Lanny Silverman, curator of exhibitions at the Chicago Cultural Center,  agrees.

“I’ve got people all over the world saying, ‘I saw your WTTW interview on YouTube!’ It’s a phenomenon,” Silverman said.

Maier, a reclusive nanny who had a passion for photography, never showed her photographs to anyone. Between 1951 and 1995, Maier walked the streets of Chicago on her days off, photographing what she saw. According to Maloof, she had no children, love life or known family and kept mostly to herself. He also said there is no evidence she was trained in photography.

She spent time in New York City in the ’50s and also traveled to Egypt, Italy and Manila, among other locations, documenting her time there. Maier lived with her employers, usually wealthy North Shore families, and brought her boxes of film and prints with her to each new home.

When the elderly Maier could no longer afford the storage space where she kept her 100,000-plus prints and negatives, they were sold at auction. Maloof stumbled across the photographs by chance, looking for pictures to put in his book about Chicago’s Portage Park neighborhood. After Maloof read Maier’s obituary in the Chicago Tribune in 2009, he uncovered the mystery of the woman behind the camera.

Though Maloof decided he couldn’t use them for his book, the pictures continued to fascinate him.

“I realized this work is special,” he said. “I didn’t know if it would be acclaimed by experts, but I knew it was special to me.”

Maloof began archiving the photos and scanning the negatives in his free time. With the help of RPN Sales Inc., he was able to find most of the other people who purchased Maier’s work and bought it from them. In the meantime, he started a blog with some of the pictures and linked it to a Flickr discussion group titled “Hardcore Street Photography.” He explained his story and received an outpouring of advice and help, which led him to contact the cultural center.

“When I saw them, I got very excited,” Silverman said. “[Maier] had an incredible eye and a wide range of styles. She incorporated Helen Levitt, Harry Callahan and Diane Arbus, among others.”

While Silverman said the photographs are great, the media attention helped create a buzz surrounding the exhibit.

“I’ve had far bigger and more ambitious shows that I had trouble to even drag out,” Silverman said. “[Sometimes] I couldn’t even get a review for the life of me. Now it’s the other way around. My wife called her friends in England and told them to check out the photography. They had already seen it in the UK Journal.”

The media buzz has driven attendance at the cultural center since the exhibit opened on Jan. 8.
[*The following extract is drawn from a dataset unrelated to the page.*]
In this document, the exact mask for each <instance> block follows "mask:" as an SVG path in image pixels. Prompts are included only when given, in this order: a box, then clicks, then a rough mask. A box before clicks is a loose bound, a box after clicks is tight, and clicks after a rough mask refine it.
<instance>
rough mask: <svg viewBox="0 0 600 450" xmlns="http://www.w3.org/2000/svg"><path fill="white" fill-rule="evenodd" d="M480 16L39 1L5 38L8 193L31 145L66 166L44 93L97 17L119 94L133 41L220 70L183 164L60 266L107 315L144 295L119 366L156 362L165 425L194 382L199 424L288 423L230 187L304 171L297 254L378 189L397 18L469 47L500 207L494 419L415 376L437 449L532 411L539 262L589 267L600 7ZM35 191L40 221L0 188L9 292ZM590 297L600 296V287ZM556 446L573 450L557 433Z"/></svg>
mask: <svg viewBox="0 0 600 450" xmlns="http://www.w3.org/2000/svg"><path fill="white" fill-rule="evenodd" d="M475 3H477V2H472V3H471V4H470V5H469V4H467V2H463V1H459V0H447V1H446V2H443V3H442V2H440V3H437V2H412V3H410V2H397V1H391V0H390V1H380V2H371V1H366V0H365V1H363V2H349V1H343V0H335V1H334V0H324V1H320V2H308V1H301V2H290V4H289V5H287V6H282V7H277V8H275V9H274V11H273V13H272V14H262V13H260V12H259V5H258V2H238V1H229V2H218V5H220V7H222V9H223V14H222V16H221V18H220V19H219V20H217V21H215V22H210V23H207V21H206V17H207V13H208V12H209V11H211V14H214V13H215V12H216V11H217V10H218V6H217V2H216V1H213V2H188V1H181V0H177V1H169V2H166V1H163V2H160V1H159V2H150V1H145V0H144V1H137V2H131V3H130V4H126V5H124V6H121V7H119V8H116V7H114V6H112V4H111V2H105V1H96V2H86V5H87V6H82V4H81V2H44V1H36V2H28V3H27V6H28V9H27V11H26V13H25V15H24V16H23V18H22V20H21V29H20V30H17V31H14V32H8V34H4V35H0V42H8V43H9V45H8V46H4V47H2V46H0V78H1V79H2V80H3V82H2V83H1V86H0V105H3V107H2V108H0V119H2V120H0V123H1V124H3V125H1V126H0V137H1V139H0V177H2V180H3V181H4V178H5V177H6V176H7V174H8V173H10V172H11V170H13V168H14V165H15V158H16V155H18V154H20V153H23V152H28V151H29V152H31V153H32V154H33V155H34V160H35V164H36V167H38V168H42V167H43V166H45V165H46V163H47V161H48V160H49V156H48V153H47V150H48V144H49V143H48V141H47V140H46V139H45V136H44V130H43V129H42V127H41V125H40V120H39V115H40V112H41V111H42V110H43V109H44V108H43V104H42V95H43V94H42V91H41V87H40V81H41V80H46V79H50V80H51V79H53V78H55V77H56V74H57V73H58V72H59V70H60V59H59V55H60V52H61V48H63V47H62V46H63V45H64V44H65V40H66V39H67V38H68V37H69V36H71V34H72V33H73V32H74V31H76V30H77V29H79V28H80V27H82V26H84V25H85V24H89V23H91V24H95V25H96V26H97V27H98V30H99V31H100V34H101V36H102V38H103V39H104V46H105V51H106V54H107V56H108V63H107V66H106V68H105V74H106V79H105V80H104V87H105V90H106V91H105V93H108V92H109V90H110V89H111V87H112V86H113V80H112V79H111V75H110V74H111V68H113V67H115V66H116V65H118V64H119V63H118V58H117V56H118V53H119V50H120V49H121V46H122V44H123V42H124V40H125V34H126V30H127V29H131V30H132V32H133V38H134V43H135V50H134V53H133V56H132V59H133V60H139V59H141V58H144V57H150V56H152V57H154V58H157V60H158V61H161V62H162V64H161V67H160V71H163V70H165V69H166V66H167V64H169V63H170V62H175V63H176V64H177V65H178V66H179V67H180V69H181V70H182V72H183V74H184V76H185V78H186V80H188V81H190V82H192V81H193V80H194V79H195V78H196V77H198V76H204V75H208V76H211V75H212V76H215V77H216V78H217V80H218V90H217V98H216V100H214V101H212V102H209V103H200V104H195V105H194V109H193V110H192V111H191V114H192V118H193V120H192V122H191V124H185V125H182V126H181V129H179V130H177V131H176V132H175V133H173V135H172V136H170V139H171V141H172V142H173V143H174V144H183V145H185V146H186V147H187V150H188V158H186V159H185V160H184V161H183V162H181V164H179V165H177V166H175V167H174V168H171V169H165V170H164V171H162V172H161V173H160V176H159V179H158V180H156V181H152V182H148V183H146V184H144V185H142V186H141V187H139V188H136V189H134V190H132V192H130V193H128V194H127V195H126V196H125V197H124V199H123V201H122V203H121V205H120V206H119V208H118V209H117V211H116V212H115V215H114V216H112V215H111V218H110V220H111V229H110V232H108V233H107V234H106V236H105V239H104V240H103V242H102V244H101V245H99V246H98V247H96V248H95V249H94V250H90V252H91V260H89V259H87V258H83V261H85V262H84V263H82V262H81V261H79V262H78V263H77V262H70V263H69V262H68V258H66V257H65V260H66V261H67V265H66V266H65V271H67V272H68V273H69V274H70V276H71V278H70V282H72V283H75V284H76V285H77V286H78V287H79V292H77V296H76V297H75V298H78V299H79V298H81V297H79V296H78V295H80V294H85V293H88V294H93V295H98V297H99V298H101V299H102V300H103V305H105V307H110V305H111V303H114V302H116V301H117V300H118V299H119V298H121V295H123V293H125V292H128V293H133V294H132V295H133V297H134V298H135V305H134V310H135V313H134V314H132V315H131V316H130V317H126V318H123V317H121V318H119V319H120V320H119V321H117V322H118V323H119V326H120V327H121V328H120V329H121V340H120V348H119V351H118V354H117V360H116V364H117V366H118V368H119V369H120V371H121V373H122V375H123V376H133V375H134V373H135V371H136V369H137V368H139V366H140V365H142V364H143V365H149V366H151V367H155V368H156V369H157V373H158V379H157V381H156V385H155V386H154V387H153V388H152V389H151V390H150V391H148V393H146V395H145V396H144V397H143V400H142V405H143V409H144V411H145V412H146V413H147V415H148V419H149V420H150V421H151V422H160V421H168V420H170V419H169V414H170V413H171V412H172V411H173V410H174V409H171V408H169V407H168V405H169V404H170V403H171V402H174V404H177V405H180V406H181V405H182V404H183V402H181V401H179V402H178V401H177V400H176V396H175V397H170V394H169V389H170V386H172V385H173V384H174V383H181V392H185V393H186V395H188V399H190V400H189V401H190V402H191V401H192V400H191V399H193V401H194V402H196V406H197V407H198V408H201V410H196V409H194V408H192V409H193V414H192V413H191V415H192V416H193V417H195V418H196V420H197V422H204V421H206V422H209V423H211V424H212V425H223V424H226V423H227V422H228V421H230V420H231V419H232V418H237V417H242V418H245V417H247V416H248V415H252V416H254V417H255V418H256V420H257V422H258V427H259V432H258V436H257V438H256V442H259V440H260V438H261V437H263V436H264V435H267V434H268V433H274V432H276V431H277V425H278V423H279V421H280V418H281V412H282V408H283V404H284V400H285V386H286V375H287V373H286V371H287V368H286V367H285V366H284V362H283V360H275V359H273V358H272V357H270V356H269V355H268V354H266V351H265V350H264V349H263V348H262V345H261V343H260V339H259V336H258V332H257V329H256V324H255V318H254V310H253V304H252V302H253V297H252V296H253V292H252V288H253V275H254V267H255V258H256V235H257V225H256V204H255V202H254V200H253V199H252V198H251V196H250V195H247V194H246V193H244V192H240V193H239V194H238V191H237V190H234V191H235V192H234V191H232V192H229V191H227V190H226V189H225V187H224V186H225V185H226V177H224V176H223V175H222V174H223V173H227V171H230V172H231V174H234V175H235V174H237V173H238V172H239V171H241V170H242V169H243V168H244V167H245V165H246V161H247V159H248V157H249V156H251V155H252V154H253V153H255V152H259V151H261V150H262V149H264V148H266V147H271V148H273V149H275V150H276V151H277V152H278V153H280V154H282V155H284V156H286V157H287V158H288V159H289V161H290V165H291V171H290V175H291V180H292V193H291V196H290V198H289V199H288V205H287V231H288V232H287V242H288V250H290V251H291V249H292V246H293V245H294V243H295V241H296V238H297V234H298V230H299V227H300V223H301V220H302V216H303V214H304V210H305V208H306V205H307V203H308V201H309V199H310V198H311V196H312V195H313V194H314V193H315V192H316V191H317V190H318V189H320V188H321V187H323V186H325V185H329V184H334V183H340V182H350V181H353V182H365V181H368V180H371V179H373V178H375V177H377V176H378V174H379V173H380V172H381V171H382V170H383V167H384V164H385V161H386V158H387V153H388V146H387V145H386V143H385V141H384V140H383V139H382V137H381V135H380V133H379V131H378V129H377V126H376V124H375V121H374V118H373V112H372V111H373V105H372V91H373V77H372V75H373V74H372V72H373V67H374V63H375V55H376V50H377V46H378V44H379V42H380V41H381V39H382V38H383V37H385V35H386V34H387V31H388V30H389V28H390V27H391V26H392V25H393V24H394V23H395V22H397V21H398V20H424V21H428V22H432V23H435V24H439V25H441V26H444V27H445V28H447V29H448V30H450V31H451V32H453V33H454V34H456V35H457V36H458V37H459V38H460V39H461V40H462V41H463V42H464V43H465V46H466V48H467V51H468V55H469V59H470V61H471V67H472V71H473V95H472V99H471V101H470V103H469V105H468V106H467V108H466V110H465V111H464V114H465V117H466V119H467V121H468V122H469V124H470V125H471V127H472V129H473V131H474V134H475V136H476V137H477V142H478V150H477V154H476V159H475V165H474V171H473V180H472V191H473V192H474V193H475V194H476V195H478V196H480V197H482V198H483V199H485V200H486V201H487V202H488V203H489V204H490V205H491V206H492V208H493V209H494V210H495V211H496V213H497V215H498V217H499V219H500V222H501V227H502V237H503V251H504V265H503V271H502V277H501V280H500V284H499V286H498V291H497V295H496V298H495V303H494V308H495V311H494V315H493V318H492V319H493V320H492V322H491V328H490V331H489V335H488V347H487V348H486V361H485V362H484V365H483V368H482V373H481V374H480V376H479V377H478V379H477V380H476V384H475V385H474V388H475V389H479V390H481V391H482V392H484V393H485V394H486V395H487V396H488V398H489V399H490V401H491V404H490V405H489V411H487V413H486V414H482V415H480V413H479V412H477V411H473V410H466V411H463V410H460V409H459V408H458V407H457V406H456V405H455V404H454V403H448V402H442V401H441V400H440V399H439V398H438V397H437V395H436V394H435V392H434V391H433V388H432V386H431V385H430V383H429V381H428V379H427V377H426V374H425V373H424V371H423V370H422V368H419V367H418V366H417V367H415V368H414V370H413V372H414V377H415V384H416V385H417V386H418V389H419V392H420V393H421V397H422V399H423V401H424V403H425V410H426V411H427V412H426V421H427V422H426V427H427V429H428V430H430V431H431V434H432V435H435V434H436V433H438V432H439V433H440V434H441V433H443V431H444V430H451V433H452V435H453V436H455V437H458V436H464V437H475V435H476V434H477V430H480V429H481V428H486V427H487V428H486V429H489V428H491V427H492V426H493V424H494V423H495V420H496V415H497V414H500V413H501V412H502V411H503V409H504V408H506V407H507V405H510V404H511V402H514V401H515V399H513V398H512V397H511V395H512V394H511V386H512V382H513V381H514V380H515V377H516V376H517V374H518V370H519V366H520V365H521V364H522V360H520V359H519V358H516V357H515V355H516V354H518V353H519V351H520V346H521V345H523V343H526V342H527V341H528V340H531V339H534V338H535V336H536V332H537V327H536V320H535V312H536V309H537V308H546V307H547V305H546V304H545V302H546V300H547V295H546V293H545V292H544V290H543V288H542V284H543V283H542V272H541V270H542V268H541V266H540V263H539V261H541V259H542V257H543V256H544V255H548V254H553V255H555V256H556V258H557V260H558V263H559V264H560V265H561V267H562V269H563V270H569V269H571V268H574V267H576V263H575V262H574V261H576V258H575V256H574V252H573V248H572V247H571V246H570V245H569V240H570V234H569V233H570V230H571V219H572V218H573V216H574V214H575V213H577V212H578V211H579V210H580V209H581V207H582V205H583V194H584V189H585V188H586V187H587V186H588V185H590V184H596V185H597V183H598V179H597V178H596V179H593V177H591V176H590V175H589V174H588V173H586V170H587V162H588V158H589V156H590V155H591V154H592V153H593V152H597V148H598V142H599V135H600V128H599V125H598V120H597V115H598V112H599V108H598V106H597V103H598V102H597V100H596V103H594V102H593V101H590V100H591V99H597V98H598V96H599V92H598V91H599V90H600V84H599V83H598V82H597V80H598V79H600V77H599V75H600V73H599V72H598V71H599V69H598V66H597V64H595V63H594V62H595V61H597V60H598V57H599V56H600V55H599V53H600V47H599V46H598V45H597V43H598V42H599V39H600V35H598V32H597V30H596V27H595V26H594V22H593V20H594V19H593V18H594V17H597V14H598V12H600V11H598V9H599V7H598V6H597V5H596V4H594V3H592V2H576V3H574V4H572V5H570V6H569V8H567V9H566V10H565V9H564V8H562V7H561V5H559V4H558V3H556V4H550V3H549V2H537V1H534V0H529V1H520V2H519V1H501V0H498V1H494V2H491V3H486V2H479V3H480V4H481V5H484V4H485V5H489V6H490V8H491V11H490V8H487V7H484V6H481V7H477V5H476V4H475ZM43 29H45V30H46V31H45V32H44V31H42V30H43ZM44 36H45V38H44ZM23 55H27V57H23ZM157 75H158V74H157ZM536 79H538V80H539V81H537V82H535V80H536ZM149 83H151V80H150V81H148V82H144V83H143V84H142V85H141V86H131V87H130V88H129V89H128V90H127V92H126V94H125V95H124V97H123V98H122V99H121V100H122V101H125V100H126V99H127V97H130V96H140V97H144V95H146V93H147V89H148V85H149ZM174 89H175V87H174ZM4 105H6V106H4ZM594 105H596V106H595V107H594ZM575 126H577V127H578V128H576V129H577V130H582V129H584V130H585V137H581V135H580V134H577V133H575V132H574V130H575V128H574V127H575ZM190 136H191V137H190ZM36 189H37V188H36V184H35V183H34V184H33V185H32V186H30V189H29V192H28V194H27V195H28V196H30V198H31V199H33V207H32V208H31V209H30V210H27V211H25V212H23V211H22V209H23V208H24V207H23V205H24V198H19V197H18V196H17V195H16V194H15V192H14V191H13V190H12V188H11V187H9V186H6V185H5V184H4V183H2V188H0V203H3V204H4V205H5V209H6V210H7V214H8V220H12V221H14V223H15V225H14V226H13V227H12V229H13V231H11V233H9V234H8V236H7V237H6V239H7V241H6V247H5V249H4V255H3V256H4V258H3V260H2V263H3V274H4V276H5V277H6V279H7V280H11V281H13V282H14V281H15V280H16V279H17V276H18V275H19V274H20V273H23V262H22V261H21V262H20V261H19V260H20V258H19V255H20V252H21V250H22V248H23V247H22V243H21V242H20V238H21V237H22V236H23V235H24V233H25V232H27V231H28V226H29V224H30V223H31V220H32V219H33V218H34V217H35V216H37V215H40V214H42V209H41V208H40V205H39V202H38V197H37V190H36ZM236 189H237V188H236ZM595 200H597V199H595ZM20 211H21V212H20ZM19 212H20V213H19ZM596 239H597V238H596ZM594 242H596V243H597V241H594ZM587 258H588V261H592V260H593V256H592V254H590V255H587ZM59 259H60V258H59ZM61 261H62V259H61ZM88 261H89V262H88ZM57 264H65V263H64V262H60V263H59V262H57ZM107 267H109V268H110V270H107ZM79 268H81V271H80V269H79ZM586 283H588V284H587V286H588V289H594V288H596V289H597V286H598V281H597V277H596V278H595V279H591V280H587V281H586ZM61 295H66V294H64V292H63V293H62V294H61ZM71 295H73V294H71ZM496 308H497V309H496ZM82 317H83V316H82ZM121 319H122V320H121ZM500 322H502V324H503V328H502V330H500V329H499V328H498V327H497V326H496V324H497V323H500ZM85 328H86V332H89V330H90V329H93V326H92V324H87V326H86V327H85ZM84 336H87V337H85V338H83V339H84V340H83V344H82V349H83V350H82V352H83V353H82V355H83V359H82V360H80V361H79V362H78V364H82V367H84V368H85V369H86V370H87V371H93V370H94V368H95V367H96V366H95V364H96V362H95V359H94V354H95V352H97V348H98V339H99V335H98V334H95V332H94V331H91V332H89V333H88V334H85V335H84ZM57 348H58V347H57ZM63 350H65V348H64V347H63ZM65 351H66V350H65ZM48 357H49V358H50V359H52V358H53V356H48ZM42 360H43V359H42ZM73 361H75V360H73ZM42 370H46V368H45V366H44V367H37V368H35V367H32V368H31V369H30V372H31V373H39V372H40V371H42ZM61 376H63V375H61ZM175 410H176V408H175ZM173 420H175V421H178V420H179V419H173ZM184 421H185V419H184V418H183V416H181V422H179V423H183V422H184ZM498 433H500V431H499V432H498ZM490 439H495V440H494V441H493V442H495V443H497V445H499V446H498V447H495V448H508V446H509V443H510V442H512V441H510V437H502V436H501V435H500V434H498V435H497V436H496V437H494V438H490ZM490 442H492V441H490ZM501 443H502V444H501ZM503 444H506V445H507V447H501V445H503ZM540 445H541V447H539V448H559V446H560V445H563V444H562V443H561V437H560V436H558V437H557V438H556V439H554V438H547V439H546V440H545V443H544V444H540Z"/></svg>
“It’s been hugely popular,” said Christine Carrino, communications manager at the Chicago Cultural Center. “Critically, the response has been overwhelming. The opening night was packed wall-to-wall.”

Maloof has dedicated himself to sharing Maier’s work and her story with the world.

A documentary film titled “Finding Vivian Maier” is set to come out in 2012. Maloof and Anthony Rydzon, a friend who assisted Maloof in uncovering Maier’s mystery, are producing the film. The two have created a Web video asking for donations to help with the process and have tripled their goal so far.

“Vivian’s legacy is finally taking shape and it’s beautiful,” Maloof said. “It was almost doomed for the dark abyss of closets from the people [who] bought them. These could have very easily been thrown out.  And it’s amazing they just skimmed by a thread, and now they are renowned as some of the best street photography people have seen in decades.”